Entrada de blog por Catarina Canelas - Abril 29, 2025


O GRANDE APAGÃO: A SEGURANÇA ERA A ENERGIA E MUITO MAIS 

O grande apagão desta segunda-feira, 28 de abril, já nos deixa algumas lições e aprendizagens. Enquanto continuam os trabalhos de recuperação e investigação, a prioridade é expressar a nossa solidariedade com todas as pessoas que passaram por situações desconfortáveis e, até graves, nas últimas horas. Queremos também transmitir a nossa gratidão a todo o pessoal de emergência e a todas as equipas de profissionais que atenderam a população e contribuíram para restabelecer o fornecimento de eletricidade.
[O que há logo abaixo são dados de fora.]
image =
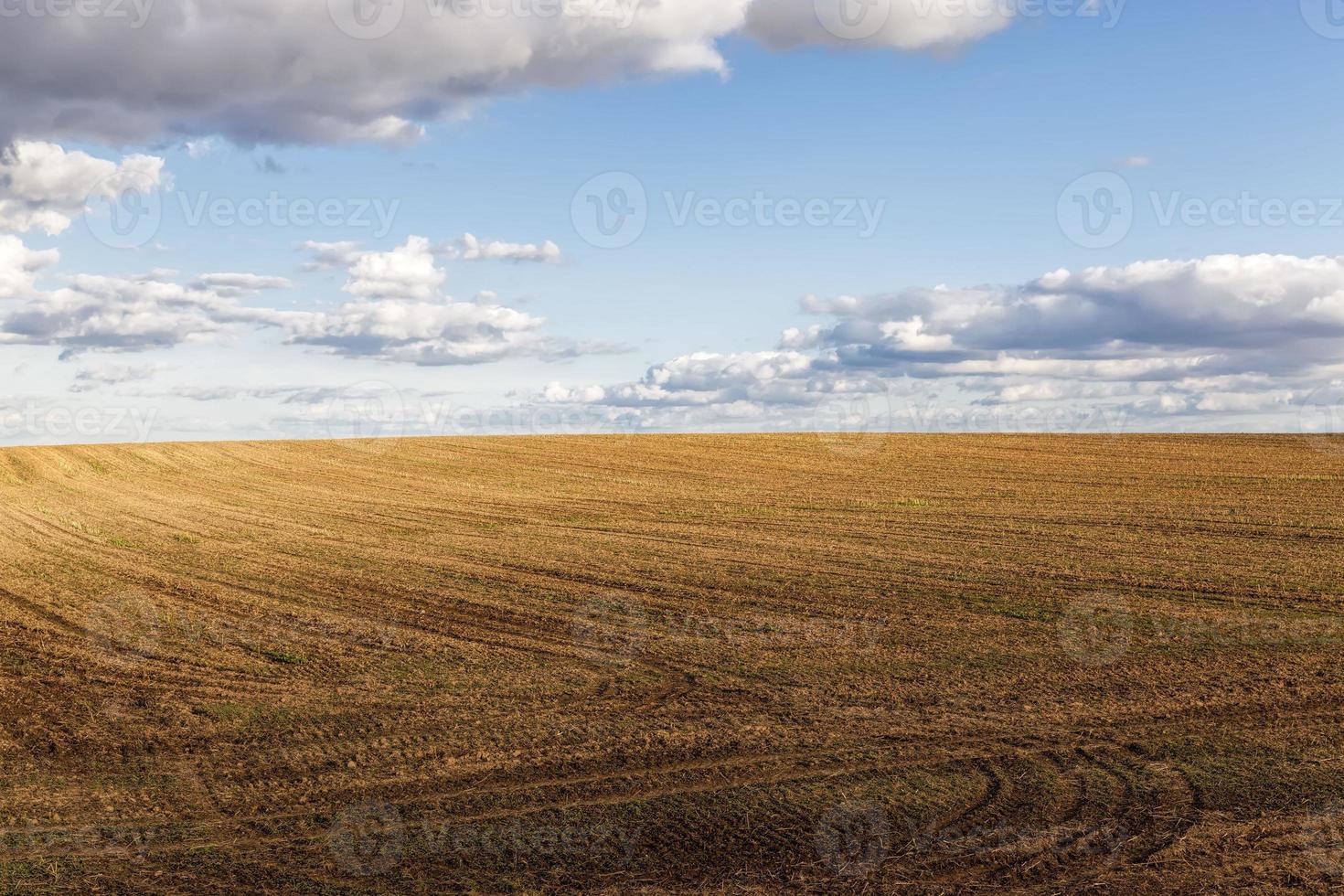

Ao mesmo tempo, e enquanto não temos investigações mais aprofundadas, podemos já partilhar algumas primeiras análises:

1. A segurança era isto

Ontem pudemos comprovar que a nossa segurança, de que tanto se fala hoje, está mais relacionada com a resiliência da nossa infraestrutura energética ou de transportes, do que com a compra de armamento e munições. Cada euro investido conta e hoje é o momento de recordar que a melhor política de defesa é um sistema energético acessível, distribuído e renovável, que garanta o fornecimento e contribua para travar as alterações climáticas — a principal ameaça do nosso tempo.

2. Tempo de energias renováveis

Outra das lições silenciosas que este apagão nos deixa é que as renováveis são o único futuro seguro, viável e rentável como fonte de energia. Algo que talvez esteja a passar despercebido é que, perante a antiga dependência das importações de energia de França, no momento do apagão, Espanha estava a  exportar eletricidade renovável para o norte e para Portugal graças à crescente robustez das suas renováveis.

“No momento do apagão, Espanha estava a exportar eletricidade para França e Portugal graças à crescente força das renováveis.”

3. Mais um fracasso nuclear

Este grande apagão revelou algumas das debilidades mais flagrantes da energia nuclear. Por volta das cinco da tarde, quando o fornecimento começava a ser restabelecido, a energia voltou a falhar novamente na Península inteira. As renováveis estavam a gerar 90% da eletricidade que se estava a fornecer, tudo em tempo real e com grande flexibilidade. Espanha seguiu assim durante 24 horas, esperando que alguma central nuclear conseguisse completar os seus arranques lentos e engasgados. Esta rigidez da energia nuclear é um dos seus maiores e mais sujos segredos, sendo incompatível com modelos de gestão modernos, que exigem grande agilidade.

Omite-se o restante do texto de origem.